Après deux jours dans des trains de nuit, nous sommes arrivés à Lhassa, capitale du Tibet ! Quel bonheur !

Le plateau du Tibet est perché à 4000 mètres en moyenne, en le traversant cette nuit en train, nous avons même dépassé les 5000 mètres par endroit. Cela rend le sommeil un peu plus léger, mais on s’en sort plutôt pas mal comparé à la moyenne. L’altitude peut rendre vraiment malade, et même forcer certains à redescendre si les symptômes se font trop violents. On a juste le souffle un peu court mais on se sent bien au Tibet, on est heureux d’arriver dans cette zone si particulière. On comprend aussi que cette étape tibétaine est la dernière avant d’atteindre le Népal, notre dernière étape donc !

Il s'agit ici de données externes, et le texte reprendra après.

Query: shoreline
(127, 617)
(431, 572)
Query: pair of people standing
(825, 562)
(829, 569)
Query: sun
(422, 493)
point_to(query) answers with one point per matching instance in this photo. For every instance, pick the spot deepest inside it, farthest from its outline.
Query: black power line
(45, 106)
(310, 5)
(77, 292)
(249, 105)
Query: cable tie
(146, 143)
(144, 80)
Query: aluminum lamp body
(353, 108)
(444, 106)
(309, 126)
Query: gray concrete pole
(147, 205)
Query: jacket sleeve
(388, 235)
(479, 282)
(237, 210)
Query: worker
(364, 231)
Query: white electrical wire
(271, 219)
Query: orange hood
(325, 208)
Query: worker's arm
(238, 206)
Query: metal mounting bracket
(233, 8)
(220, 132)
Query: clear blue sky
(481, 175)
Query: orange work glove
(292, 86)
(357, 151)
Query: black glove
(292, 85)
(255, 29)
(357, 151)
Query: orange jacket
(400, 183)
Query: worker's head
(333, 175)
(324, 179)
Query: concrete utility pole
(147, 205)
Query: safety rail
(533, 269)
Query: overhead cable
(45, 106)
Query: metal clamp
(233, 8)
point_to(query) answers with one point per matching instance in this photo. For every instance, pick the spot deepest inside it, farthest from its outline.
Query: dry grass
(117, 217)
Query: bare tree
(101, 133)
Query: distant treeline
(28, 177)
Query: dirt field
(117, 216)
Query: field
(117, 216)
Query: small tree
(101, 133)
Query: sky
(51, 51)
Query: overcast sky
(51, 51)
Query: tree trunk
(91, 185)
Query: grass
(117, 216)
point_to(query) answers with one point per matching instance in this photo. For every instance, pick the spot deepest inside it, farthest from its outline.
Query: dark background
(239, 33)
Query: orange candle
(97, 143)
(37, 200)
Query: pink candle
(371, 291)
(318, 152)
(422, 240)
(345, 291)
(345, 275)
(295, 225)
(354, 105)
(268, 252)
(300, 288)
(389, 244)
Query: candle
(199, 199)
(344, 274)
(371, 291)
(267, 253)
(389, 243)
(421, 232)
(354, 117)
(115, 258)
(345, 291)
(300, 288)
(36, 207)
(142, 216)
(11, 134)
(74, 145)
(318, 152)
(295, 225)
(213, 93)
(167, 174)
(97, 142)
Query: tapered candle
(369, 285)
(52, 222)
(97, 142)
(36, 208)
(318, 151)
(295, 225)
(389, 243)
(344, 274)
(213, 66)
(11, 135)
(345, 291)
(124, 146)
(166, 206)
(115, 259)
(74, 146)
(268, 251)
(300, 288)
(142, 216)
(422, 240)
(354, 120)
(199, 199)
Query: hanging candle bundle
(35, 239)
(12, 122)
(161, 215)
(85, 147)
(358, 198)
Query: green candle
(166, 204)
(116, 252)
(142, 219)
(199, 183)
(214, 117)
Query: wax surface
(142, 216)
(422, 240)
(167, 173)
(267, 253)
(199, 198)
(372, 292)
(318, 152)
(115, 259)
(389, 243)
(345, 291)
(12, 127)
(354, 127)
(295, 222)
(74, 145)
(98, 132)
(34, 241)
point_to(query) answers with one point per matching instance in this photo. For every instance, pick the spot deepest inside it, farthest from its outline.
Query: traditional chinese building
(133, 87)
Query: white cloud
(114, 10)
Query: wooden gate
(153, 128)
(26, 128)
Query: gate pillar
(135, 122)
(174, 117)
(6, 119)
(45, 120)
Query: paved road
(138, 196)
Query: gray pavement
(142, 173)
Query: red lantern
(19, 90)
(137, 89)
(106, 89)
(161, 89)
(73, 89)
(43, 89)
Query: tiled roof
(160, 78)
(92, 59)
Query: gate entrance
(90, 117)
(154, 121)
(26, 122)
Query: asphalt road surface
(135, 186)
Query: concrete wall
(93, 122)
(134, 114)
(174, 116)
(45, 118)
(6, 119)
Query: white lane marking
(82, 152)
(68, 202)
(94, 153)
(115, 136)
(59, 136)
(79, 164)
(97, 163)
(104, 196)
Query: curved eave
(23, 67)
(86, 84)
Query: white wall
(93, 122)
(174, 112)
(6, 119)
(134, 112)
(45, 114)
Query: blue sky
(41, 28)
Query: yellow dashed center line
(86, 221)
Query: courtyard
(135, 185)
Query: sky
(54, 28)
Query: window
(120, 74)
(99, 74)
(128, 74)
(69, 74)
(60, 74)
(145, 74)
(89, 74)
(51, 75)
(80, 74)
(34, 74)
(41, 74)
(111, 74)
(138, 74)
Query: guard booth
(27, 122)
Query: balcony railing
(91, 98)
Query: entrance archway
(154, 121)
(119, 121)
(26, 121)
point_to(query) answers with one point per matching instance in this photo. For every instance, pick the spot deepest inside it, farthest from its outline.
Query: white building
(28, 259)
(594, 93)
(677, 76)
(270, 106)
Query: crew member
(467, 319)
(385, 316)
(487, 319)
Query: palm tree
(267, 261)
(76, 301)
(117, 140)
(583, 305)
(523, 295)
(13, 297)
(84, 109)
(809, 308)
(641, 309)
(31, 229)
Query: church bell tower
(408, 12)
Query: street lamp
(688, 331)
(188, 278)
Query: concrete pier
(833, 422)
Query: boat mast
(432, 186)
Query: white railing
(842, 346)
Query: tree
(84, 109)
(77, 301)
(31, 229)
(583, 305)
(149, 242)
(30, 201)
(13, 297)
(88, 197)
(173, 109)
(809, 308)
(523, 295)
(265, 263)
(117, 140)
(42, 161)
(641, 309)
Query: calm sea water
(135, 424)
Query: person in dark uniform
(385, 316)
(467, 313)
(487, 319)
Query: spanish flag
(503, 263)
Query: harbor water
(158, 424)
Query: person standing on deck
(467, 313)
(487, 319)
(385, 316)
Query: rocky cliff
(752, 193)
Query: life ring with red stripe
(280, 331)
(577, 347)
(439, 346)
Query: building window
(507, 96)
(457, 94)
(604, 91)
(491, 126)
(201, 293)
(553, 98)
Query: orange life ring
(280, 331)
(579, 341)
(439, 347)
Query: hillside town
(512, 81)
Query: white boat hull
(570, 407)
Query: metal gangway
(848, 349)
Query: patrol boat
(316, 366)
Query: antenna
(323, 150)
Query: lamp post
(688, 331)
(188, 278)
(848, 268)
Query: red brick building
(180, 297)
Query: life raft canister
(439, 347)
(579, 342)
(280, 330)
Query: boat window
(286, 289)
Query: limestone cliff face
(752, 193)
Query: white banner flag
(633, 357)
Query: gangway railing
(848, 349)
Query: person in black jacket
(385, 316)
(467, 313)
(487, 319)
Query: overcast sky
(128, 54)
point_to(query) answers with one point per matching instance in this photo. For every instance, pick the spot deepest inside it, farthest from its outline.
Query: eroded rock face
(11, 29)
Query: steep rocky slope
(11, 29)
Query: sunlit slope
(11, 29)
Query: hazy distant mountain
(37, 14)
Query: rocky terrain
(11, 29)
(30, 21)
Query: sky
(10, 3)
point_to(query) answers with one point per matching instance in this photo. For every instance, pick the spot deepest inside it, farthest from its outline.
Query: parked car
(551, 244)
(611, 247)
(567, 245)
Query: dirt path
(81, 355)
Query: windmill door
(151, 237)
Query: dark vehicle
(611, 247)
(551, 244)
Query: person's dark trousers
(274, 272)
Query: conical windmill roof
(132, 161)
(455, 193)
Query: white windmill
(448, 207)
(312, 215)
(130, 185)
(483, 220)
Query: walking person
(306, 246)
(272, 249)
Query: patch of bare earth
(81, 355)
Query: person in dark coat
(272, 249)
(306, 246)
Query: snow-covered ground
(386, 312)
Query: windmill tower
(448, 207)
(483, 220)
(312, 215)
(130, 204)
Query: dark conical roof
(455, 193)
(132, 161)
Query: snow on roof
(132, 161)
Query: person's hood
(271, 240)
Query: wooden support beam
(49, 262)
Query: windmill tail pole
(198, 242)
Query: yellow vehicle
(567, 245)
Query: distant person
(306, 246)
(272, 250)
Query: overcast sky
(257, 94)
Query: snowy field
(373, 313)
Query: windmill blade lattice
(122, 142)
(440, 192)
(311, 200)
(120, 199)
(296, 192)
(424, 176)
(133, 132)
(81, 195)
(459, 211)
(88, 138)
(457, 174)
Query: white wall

Traverser le Tibet n’est pas un voyage comme un autre, on est obligé de passer par une agence car il est tout simplement interdit de voyager en autonomie. On ne sait pas vraiment à quoi s’attendre car c’est la première fois qu’on participe à un voyage organisé. Bien sûr, on a pas mal d’informations sur le programme qui nous attend, et surtout on a un itinéraire plutôt clair : on doit passer 2 jours à Lhassa puis prendre la route en mini-bus pour traverser le Tibet jusqu’à la frontière népalo-chinoise. C’est donc un voyage de 5 jours en collectif qui nous attend. Notre groupe se compose d’une dizaine de personnes que l’on va découvrir !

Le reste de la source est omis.